One of the external review panel (which was small - only 4 people wrote the
report), was Dr Peter White. At the May 2008 CFSAC meeting, Dr Bill Reeves
said: "We talk to Dr. White fairly regularly."
It is unclear who nominated Dr. White to the panel of external reviewers -
perhaps the CFSAC could ask this. It was not the CFSAC as the minutes show. Dr. Reeves talked as if they might have been suggested Dr. White be involved because he was an "expert on autonomic nervous system function." (which is a curious statement to make given Dr White is a psychiatrist, whose
PubMed-listed articles do not suggest he is an expert in this field).
Anyway, the external review panel made the following recommendations:
"The panelists recommend that the CDC program urgently consider intervention studies to help to elucidate the direction of causality in the several pathophysiologies identified by the CDC. This strategy was not articulated clearly. For example, since both cognitive behavior therapy and graded exercise therapies are known to address some of the abnormalities found, and since both these therapies have been shown to be efficacious for CFS, these behavioral interventions should be seriously considered. Collaborations with providers and medical schools practised in randomised controlled trials might provide the best means to achieve this."
A summary of strategic recommendations
[..]
5. Clinical guidelines on management should be developed for use in the USA,
by the CDC team in collaboration with others, and disseminated for CFS.
6. The team needs to consider studies that test the direction of causality
of pathophysiology, such as using interventions."
At the May 2009 meeting, Dr Reeves said:
""Peter White, the psychiatrist that we work with at Emory,"
"We are in the process of planning a cognitive behavioral therapy (CBT) and
graded exercise (GET) trial as part of the provider registry population in
Macon. We're going to do that in collaboration with the providers in Macon,
with Mercer Medical School, ***with the U.K. group***, and with Mayo
Clinic."
- "International Workshop - Research, Clinical, and Pediatric Definitions of
CFS - I would like to try to get together by the winter of 2009. I know the
IACFS/ME is interested in this. We want to include countries such as UK that
have CFS care completely integrated into their healthcare system."

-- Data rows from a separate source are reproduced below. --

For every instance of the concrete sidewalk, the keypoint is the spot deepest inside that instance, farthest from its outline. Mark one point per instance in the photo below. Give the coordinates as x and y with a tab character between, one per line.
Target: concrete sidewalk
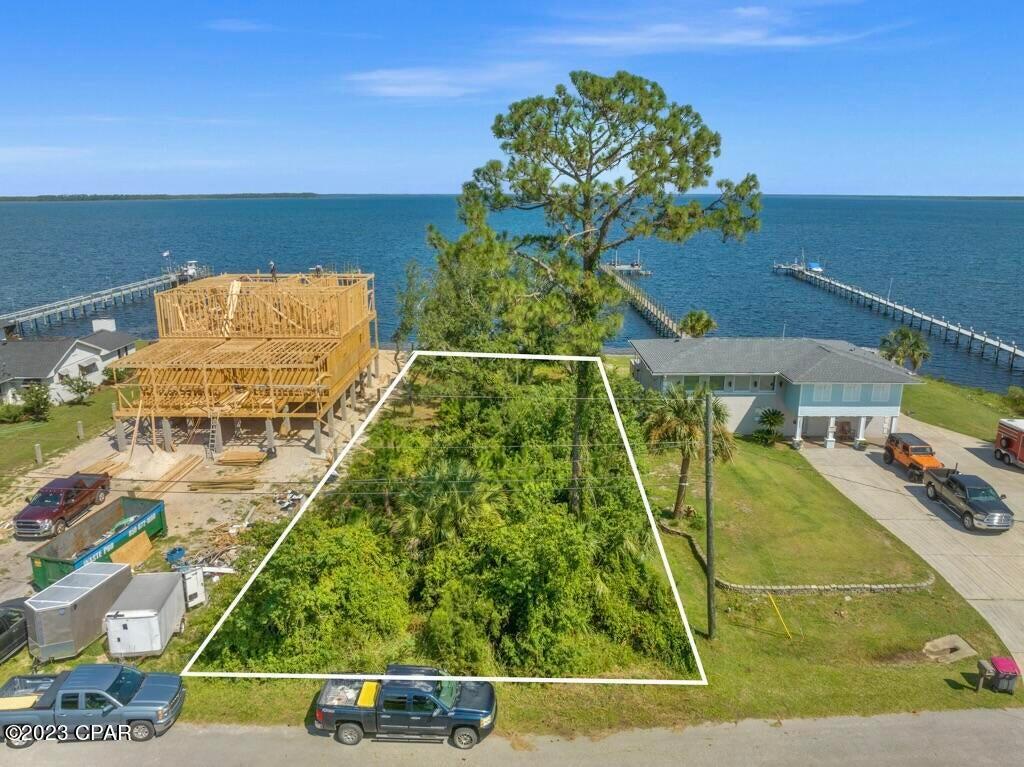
986	568
977	737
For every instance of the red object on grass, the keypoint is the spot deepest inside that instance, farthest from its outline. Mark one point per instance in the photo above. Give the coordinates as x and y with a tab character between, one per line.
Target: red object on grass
1006	666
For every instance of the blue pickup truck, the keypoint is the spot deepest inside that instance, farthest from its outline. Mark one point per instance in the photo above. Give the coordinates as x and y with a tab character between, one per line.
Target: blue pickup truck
420	709
94	701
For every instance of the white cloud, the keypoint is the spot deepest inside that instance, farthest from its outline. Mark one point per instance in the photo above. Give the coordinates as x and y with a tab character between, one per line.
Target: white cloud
237	25
739	27
438	82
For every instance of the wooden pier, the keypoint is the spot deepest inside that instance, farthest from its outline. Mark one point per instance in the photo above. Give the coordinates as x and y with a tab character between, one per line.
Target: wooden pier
655	314
951	332
15	323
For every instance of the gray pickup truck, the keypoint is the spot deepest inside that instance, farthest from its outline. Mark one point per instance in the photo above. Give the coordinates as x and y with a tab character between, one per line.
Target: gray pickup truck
972	499
94	701
412	709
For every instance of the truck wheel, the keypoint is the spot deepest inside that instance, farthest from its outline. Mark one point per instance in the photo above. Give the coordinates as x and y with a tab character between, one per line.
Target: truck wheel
14	742
465	737
141	730
348	734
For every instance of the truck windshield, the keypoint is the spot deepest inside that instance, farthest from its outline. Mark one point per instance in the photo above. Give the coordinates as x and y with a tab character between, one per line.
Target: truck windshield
126	685
448	692
982	494
45	498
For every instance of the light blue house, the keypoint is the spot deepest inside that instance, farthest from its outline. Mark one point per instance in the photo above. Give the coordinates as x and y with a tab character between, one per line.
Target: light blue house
827	389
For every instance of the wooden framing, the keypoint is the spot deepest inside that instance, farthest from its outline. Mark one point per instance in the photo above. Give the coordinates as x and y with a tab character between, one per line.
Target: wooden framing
253	346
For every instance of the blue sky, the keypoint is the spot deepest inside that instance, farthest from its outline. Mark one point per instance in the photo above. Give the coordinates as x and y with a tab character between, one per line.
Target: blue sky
816	96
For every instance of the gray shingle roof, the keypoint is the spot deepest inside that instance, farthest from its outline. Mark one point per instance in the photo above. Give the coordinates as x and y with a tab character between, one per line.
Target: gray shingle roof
799	359
34	358
109	340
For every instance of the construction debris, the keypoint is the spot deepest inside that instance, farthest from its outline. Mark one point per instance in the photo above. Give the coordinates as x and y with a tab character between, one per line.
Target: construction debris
241	480
242	458
112	465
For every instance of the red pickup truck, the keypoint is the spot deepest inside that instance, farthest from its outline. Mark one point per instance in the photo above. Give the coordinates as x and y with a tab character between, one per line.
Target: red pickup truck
59	503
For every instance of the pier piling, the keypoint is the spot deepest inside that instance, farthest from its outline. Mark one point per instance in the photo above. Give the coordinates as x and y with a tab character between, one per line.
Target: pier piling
888	307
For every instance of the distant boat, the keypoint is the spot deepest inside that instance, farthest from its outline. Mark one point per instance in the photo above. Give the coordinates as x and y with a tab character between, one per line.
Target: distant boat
635	267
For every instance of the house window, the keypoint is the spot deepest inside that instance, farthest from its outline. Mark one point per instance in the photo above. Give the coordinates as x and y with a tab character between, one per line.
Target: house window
881	392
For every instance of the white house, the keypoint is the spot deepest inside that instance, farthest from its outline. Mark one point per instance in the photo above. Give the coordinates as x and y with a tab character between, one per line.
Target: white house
52	360
828	389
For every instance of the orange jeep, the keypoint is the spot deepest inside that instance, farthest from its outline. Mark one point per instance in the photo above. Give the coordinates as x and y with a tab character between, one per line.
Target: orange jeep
914	455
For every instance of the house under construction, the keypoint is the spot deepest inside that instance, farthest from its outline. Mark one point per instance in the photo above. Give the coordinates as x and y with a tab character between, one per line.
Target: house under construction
243	346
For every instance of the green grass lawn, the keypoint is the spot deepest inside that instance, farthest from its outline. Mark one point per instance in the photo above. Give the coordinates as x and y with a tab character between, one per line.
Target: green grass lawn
56	435
969	411
778	521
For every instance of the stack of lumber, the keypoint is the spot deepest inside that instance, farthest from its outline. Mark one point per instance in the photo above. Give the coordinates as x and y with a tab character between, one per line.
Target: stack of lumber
112	465
241	458
172	476
241	480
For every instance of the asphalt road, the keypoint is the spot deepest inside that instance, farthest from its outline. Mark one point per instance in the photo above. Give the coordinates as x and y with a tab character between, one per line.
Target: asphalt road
975	737
986	568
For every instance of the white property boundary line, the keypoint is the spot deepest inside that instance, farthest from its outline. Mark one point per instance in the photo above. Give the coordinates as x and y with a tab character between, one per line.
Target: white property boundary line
702	681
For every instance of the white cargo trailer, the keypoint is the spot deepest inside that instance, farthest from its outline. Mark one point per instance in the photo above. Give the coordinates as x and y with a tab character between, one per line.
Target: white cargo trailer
146	614
68	616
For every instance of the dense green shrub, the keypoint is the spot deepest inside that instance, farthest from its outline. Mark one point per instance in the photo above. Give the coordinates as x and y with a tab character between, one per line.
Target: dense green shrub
1015	398
450	541
460	629
331	589
10	414
36	401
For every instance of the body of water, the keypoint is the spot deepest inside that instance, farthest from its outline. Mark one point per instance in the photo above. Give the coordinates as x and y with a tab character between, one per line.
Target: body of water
958	258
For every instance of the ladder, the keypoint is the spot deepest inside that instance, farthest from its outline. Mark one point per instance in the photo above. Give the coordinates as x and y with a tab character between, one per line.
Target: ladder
211	444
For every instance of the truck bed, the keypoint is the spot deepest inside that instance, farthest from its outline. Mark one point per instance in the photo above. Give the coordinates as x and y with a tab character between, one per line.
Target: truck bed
348	693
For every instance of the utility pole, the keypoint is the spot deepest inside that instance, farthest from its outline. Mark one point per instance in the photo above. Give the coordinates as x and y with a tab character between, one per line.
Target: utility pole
710	505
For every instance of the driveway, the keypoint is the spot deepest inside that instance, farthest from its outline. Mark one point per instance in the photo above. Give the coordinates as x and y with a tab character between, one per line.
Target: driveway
977	737
987	569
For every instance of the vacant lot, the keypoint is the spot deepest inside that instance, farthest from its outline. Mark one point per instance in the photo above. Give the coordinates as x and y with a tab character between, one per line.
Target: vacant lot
969	411
55	435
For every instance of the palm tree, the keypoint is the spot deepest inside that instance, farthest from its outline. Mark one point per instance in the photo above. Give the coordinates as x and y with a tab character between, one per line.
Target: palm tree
905	344
443	502
678	421
697	323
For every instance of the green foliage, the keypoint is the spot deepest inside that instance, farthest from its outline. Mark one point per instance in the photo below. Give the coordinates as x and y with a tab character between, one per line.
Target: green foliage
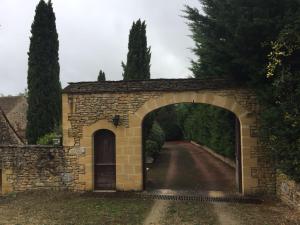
139	55
47	139
154	141
167	119
101	76
255	42
44	89
280	113
232	36
213	127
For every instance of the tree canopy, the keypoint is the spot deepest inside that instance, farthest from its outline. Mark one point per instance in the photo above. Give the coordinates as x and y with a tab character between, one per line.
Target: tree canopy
44	88
137	66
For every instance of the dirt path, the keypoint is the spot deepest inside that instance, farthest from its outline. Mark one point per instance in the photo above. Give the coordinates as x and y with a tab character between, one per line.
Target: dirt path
190	168
159	207
225	217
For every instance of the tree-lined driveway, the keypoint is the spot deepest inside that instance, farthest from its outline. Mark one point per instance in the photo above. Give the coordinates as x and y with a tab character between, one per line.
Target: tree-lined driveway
184	166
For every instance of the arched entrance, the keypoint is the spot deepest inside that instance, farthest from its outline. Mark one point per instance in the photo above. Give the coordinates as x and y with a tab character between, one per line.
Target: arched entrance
184	166
104	160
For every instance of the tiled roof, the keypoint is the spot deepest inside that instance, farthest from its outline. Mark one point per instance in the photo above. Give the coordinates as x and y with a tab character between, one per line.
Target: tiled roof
149	85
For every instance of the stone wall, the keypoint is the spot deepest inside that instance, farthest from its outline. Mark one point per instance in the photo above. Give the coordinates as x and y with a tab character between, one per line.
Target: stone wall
87	109
39	167
288	190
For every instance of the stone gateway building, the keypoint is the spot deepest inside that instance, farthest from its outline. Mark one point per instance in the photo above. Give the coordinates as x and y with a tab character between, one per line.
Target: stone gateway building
102	124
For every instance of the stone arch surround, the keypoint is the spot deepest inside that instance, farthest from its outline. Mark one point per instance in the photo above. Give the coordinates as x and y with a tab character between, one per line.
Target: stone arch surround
245	117
86	112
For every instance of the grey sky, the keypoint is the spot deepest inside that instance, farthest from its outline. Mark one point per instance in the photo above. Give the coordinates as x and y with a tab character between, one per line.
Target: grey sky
93	35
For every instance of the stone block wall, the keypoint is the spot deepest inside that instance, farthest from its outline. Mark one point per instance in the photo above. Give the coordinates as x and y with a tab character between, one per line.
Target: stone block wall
39	167
288	190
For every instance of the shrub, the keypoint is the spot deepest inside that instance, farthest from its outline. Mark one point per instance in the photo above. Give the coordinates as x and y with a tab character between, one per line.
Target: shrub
152	148
47	139
155	140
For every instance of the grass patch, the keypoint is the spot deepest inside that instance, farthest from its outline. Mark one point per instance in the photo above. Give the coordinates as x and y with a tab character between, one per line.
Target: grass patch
47	207
190	213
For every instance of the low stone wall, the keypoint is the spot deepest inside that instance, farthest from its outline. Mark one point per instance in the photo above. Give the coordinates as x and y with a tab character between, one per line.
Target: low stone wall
39	167
288	190
228	161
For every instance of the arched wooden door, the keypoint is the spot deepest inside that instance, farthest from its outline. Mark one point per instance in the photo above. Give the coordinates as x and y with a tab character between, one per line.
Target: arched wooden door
104	160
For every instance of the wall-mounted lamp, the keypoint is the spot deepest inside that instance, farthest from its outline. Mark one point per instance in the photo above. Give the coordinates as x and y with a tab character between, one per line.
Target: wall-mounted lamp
116	120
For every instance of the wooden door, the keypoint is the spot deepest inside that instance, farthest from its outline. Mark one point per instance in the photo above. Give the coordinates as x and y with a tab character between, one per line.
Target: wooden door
104	160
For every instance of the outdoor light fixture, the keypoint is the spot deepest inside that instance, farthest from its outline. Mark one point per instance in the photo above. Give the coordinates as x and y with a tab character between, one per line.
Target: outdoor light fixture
116	120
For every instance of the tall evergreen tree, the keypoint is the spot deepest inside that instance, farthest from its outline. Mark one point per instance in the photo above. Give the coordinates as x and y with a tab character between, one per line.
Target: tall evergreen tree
139	55
232	37
101	76
44	88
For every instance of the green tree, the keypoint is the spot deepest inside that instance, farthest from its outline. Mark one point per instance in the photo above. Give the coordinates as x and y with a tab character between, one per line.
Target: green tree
44	88
137	66
280	108
101	76
232	37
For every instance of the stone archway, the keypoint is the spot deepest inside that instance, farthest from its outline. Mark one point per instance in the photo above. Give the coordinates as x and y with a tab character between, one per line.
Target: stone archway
244	116
90	106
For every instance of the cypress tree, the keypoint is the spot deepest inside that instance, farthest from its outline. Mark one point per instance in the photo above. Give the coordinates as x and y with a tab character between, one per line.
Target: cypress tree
101	76
44	88
139	55
232	37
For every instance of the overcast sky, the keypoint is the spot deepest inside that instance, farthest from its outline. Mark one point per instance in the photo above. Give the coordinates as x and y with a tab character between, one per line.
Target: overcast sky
93	35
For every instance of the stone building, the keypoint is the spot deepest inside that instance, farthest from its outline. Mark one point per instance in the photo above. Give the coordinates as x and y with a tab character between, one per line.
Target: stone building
103	120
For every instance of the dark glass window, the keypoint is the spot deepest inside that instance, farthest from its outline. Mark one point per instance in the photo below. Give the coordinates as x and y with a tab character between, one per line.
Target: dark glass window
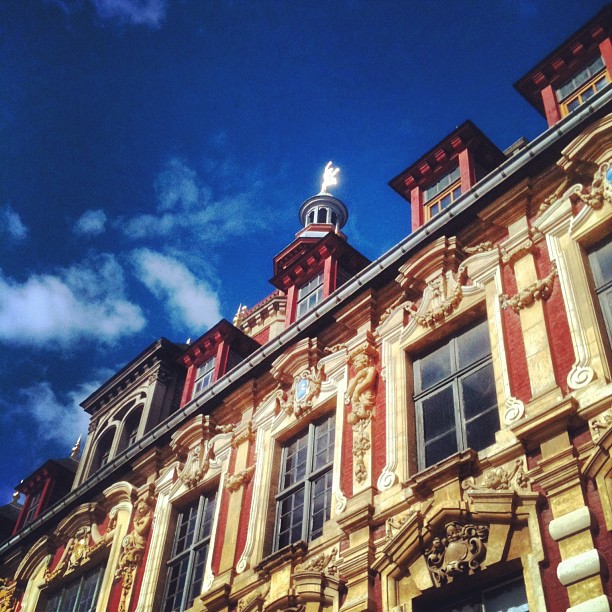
455	397
303	502
600	259
33	504
204	376
309	295
79	595
188	556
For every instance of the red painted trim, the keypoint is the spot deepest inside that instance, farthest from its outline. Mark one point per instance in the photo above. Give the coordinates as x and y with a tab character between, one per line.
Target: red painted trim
605	48
330	276
551	105
467	170
416	204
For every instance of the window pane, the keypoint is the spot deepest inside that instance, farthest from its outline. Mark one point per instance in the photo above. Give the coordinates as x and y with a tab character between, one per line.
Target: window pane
478	392
473	344
441	448
438	413
434	367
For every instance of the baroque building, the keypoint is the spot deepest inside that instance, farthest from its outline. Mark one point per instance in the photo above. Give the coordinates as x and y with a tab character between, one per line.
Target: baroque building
431	430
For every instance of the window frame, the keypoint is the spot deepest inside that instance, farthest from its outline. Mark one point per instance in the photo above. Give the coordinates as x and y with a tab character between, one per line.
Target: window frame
64	588
453	380
310	290
205	509
205	373
311	475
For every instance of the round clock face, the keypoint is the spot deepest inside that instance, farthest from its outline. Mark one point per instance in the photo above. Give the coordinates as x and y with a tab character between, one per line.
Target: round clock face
301	389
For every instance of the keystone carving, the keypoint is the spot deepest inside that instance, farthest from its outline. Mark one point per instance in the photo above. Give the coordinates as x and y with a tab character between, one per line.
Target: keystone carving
241	479
601	189
133	550
446	294
500	479
539	290
326	563
600	424
8	601
305	389
361	396
395	523
460	551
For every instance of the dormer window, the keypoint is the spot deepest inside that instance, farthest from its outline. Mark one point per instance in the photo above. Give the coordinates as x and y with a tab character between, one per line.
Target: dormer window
204	376
309	295
582	86
442	193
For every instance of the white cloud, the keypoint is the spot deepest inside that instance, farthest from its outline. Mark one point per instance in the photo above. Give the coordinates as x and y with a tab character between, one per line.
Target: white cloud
11	224
149	13
84	301
90	223
191	207
190	302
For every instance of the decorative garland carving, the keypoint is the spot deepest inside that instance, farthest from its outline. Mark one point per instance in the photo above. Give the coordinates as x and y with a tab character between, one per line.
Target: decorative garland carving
600	192
256	598
361	396
460	551
133	549
539	290
482	247
8	600
241	479
500	479
305	389
395	523
600	424
444	299
325	563
515	410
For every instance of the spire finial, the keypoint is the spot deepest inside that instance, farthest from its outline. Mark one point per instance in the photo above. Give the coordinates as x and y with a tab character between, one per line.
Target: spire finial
329	177
75	449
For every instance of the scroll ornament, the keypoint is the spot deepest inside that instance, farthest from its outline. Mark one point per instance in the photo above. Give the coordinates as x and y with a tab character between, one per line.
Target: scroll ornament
539	290
601	423
500	479
361	395
8	601
133	550
305	389
460	551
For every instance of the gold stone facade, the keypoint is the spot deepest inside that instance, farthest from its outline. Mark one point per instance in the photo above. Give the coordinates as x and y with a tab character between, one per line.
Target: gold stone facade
533	507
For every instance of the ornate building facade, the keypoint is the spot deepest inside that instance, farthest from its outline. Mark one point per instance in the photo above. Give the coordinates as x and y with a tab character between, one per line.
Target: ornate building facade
431	430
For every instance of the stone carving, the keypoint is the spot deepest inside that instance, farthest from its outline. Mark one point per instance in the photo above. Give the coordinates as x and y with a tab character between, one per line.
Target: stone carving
482	247
133	549
446	294
515	410
254	600
460	551
539	290
395	523
245	435
241	479
601	189
326	563
196	465
8	601
361	396
500	479
601	423
305	389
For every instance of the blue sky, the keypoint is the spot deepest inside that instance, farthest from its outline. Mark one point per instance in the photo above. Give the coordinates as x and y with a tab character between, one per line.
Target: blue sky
154	155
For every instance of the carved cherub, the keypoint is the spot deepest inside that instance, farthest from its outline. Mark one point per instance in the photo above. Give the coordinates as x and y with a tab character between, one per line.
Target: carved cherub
360	392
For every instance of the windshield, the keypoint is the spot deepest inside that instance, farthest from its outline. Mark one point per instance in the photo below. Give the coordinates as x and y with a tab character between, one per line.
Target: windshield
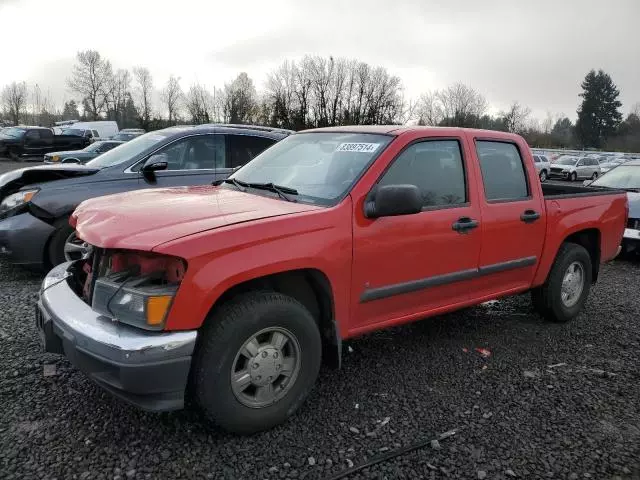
13	132
321	166
566	161
127	151
623	176
72	131
93	147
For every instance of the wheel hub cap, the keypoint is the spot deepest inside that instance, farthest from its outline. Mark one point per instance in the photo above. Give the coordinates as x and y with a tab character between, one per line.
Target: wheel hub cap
266	367
572	284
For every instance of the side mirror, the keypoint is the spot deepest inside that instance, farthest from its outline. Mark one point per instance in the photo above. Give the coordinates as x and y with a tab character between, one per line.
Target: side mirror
155	163
392	200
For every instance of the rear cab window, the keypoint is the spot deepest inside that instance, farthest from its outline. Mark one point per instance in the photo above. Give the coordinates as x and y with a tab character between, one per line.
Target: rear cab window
503	172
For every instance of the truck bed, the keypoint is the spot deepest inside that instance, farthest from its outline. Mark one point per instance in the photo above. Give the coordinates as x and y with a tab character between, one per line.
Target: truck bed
553	190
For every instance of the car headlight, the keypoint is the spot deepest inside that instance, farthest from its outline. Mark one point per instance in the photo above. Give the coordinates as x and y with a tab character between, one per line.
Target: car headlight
140	301
17	199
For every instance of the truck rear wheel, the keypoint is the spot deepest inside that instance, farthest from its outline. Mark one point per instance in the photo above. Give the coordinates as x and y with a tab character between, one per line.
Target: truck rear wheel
567	287
256	362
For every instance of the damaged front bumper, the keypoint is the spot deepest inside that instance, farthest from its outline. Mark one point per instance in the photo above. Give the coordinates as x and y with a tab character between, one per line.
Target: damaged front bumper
147	369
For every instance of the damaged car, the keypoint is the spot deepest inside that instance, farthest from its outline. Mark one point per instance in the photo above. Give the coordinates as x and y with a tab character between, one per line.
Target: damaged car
36	202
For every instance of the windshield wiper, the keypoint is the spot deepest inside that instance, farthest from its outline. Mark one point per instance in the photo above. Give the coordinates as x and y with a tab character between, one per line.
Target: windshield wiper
239	185
282	191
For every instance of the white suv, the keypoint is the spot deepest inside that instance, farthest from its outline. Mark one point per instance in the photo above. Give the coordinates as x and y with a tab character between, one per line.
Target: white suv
542	166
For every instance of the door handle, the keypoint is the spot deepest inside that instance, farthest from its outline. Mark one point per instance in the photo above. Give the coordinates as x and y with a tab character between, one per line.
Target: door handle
529	216
464	224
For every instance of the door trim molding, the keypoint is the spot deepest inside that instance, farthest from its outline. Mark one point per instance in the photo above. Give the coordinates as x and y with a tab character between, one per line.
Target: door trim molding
387	291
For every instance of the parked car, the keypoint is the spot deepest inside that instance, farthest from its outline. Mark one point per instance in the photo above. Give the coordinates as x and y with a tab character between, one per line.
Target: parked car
569	167
608	165
542	165
243	287
81	156
21	142
35	203
626	177
139	131
100	129
126	136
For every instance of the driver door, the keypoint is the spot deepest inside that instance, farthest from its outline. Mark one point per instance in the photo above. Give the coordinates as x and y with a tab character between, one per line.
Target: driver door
408	266
194	160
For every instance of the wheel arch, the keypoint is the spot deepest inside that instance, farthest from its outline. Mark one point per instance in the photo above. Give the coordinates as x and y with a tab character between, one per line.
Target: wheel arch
309	286
588	238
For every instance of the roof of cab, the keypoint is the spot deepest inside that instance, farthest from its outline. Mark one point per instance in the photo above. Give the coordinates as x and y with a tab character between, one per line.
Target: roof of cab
274	133
396	130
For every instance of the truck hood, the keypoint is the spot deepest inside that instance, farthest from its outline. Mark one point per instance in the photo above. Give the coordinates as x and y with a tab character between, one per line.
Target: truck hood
13	181
634	204
144	219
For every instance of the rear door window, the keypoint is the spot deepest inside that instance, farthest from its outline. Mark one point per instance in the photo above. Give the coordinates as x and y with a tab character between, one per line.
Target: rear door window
503	172
243	148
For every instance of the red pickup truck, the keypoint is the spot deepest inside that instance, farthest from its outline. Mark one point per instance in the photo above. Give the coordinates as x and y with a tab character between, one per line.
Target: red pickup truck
235	292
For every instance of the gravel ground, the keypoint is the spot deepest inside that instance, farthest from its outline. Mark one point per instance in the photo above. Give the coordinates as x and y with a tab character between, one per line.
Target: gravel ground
551	401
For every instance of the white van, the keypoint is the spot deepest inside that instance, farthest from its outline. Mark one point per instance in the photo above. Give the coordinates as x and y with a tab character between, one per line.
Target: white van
105	128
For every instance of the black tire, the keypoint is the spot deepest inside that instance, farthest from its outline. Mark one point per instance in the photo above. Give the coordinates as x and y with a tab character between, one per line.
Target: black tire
547	299
14	156
221	339
55	249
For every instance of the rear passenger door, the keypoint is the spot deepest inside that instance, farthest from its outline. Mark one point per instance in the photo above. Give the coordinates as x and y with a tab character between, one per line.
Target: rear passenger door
513	221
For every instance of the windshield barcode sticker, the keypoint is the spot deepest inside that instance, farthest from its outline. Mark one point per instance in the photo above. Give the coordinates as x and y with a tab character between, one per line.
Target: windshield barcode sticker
358	147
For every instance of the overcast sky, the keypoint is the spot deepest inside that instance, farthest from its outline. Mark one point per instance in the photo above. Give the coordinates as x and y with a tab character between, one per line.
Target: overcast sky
536	52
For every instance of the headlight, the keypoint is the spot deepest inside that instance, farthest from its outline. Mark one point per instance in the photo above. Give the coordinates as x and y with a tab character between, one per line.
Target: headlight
140	301
17	199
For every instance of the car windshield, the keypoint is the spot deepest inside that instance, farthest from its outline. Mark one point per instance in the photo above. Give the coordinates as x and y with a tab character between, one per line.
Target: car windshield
13	132
321	166
93	147
127	151
72	131
566	161
623	176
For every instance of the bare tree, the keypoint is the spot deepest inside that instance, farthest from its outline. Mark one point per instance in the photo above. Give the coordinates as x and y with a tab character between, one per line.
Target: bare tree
119	90
172	95
516	118
201	104
429	109
144	91
14	100
239	104
91	79
462	106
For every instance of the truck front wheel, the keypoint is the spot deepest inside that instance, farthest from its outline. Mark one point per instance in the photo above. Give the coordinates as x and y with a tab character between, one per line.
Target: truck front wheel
256	361
567	287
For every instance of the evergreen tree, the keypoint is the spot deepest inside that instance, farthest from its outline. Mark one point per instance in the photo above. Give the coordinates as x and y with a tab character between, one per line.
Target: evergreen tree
598	115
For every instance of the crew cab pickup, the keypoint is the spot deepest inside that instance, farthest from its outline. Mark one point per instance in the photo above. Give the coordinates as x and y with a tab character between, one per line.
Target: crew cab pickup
23	142
239	289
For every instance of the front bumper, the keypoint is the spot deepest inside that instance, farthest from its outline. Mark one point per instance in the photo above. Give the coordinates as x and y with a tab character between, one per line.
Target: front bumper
23	238
147	369
631	240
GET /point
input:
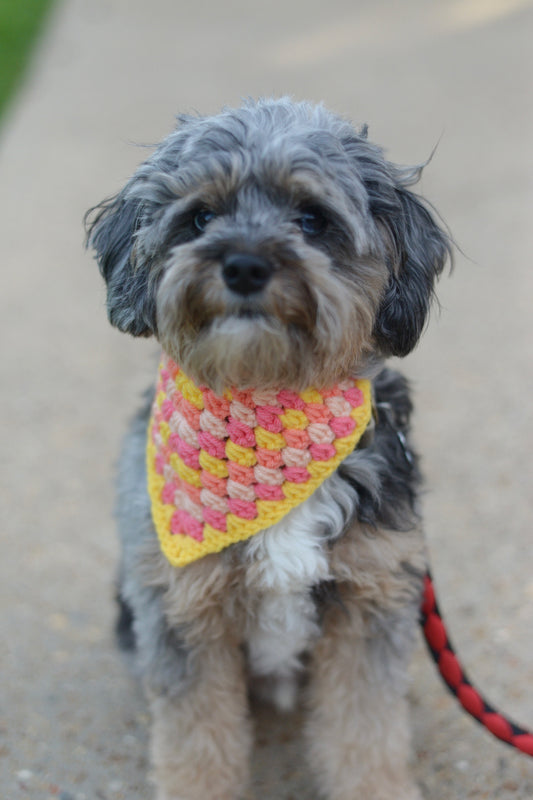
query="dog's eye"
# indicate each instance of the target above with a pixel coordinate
(202, 218)
(312, 222)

- "Dr. Reeves: An excellent comment. Our focus is obviously on the United
States. There are three important reasons for international collaboration.
One of them I alluded to. There are countries that have put CFS evaluation,
diagnosis, and management into their national health systems. The UK is one
of those. An international meeting provides the chance to learn from another
government that has embraced this illness- perhaps not to the extent that
everybody would like-but is trying to work with it as a national health
service."
Given that the only representative from the UK that the CDC has invited to
its CFS meetings since around 2001/2002 is Peter White, it looks very likely
that they have him in mind for both of these workshops. Also it looks like
he is involved in their Emory research and may be involved in the CBT/GET.
Both for the CDC's reputation and Dr White's, it would be better if the CDC
cuts its ties with him given he took part in the external peer-review.